公共建築やショッピング・モールなど、ある種の建築物は、物理的な設計だけではなく、その中の人の流れや情報・物資へのアクセスのシステムを空間的に構築したものだ。それらは、今やインターネット上のバーチャル建築・都市として機能するほうが合理的な場合も少なくない。

たとえば、莫大な蔵書量をもつ公立図書館は、Web上のオンライン図書館になることによって利用率は飛躍的に増大するだろう。(アメリカでは既にそうなってきている)米国税庁(http://www.irs.ustreas.gov/prod/cover.html)のWebでは電子納税ができるようになっており、利用者が急増しているという。

仮想建築システムの設計が建築家の仕事であるかどうか、は議論が分かれるところかもしれないが、従来建築家の仕事と考えられていたある部分が、徐々にWeb上に移行していることは事実だ。

MITのウィリアム・J・ミッチェルは「いまや建築には、自然や都市のコンテクストだけでなく、サイバースペースの設定も考慮しなければならない。
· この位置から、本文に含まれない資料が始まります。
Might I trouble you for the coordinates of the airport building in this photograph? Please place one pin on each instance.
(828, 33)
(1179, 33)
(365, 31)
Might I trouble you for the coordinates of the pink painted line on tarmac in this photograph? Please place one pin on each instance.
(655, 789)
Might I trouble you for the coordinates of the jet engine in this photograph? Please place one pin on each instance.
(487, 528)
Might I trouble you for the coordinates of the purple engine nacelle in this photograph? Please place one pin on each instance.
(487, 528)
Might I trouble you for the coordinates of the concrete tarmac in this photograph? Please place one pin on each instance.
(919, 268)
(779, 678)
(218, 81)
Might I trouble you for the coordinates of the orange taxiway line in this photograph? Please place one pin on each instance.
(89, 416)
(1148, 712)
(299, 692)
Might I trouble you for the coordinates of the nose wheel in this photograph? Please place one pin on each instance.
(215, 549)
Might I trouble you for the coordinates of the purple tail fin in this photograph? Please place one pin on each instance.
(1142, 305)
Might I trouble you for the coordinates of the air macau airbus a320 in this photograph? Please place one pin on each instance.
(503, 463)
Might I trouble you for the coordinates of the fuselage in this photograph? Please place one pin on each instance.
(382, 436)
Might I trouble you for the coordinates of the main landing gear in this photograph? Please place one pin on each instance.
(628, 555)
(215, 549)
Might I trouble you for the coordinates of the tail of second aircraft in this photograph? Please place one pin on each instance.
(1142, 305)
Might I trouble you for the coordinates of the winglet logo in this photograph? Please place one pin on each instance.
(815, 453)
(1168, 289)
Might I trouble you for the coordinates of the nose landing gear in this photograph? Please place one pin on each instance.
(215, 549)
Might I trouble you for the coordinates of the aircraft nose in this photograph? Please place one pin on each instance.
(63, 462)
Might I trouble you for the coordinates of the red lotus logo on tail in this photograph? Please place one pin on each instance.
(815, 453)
」と語っている。

(「シティ・オブ・ビット」彰国社刊、英語版はhttp://www-mitpress.mit.edu/City_of_Bits/で公開)

こうした意識をもって建築設計にあたっている有志によるホームページが国内にもいくつかある。

AA-NET HOME PAGE http://www.net-army.com/AANET/

「みんなのけんちく」 http://okismink.ar.kagu.sut.ac.jp/arch/

また、サイバースペースが擬似的な3次元空間としてWeb上にどう展開されるか、CADの流れとは異なるが、VRMLサイトへの注目が高まっている。

Planet 9 Studios http://www.planet9.com/

Sony Community Place 2.0 http://vs.sony.co.jp/VS-E/vstop.html

Cybertown http://www.cybertown.com/

インターネットとCADの関係は、今後HTMLやVRMLを取り込みつつ、さらなる発展を遂げていくのだろう。